MONTREAL — Formed from the ashes of troubled Canuck distrib Behaviour Distribution, Seville Pictures, which combines the operations of Behaviour Distribution and small Montreal production company Industry Entertainment, officially opened for business this week.
Industry inked a deal in August to pay C$4 million ($2.7 million) to buy Behaviour Distribution from parent company Behaviour Communications. Seville is the product of that deal.
But Seville is positioning itself as a company with a different mandate from Behaviour’s, with more of a niche approach. Unlike Behaviour, Seville does not have any film-output deals for the Great White North and is not seeking such deals. It will focus on specialty Canadian and foreign pics and expects to handle much less volume than Behaviour.
Seville already has deals to distribute a number of high-profile Canuck film projects, notably “Wives of Bath,” “Emporte-Moi” helmer Lea Pool’s first English-language feature. The girls-school tale, based on the novel by Canadian author Susan Swann, will be produced by Greg Dummett and Lorraine Richard. Pic will shoot next spring.

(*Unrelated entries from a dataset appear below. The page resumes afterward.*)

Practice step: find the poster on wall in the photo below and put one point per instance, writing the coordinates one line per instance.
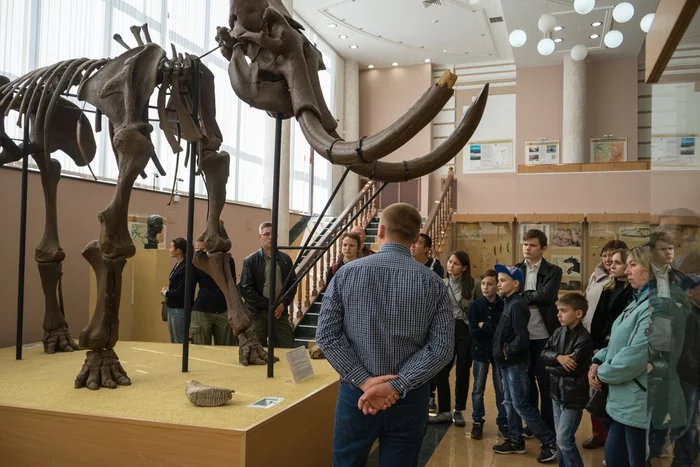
(608, 149)
(541, 152)
(674, 151)
(138, 229)
(488, 157)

Seville also has deals in place to take world rights to “Wild Mustard,” a project from Prince Edward Island-based producers Gretha Rose and Lawrie Rotenberg, and Quebec pic “Nuit de Noces” to be directed by “Louis 19” scribe Emile Gaudreault and produced by Denise Robert (“15 Moments”).
“The strategy has changed,” said David Reckziegel, who will be running Seville with partners John Hamilton and Pierre Brousseau. “Behaviour was trying to compete with Alliance and get all the output deals. We’re trying to be a smaller, specialty distributor. We’re trying to establish relationships with filmmakers and handle all of their films. It’s more filmmaker-driven. We’ll be putting a lot of effort into Canadian films.”

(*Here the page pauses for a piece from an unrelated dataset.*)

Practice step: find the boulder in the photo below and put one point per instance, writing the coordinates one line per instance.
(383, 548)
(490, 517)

Seville Pictures will continue to produce indie pics in the $2 million to $5 million range. Projects in development include U.K. helmer Lucy Phillips’ punk-rock film “Pretty Vacant,” novelist Paul Quarrington’s hockey tale “Logan in Overtime” and screenwriter Max Sartor’s Italian-flavored comedy “The Dolce Vitas.”
Foreign pics on the Seville distribution slate include Sam Karmann’s “Kennedy et Moi,” U.K. director John Duigan’s “Paranoia” and Australian helmer John Polson’s “Siam Sunset.” In addition, Seville is poised to release in Canada the restored version of “Caligula”; Stephan Elliot’s “Eye of the Beholder,” with Ewan McGregor and Ashley Judd; and Deepa Mehta’s “Water.”
According to Reckziegel, Behaviour Communications owner Richard Szalwinski, a minority stakeholder in Seville Pictures, intends eventually to withdraw financially.
With the completion of the sale of Behaviour Distribution, financially strapped Behaviour Communications now has only one major active division left, Los Angeles-based Behaviour Worldwide.
Brousseau is one of Canada’s most seasoned distribution execs, who was most recently with Behaviour. Prior to that, he held a senior position at Alliance Releasing. Reckziegel and Hamilton were the owners of Industry Entertainment.